Programming language pragmatics/Scott, Michael Lee/Elsevier/Morgan Kaufmann Publishers
Structure and interpretation of computer programs/Abelson, Harold/MIT Press ; McGraw-Hill
This course will mainly introduce computer organization and design, including the following topics:
- Instruction set design, illustrated by the MIPS instruction set architecture.
- Design of the datapath and control for a simple processor.
- CPU performance analysis and systems-level view of computer arithmetic.
- Parallelism, pipelining, hazard and dependency
- Cache and Memory design.
- Hierarchical memory.
- I/O subsystems, storage systems, I/O performance analysis.

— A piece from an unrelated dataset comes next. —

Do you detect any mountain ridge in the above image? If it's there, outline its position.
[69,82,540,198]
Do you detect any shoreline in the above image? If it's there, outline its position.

Even though the class topics are related to architecture fundamentals, students are expect to have some hardware and computer science background. This course will include two or three simple projects, one of each leveraging a different style of simulation models build for an educational purpose. The one of the goal behind these projects is that students can learn i) how to use full system simulation software and ii) how to perform simulation-based architectural studies, which in turn can be a good steppingstone for your future research. The simulation framework built on both most 32-bit and 64-bit flavors of UNIX and Windows NT-based operating systems, but we recommend to modify them on a UNIX-like system. The projects will be relatively simple (compared to what an advanced computer architecture course usually deals with), but students should be capable of freely analyzing/modifying C/C++ written software models.
We expect that you know C/C++ and data structures, have done some assembly language programming, and that you know about series and products, logarithms, advanced algebra, some calculus, and basic probability (means, standard deviations, etc.). We will assume that you either know the material that is supposed to be covered in those fundamental topics, or that you are willing to learn the material as necessary.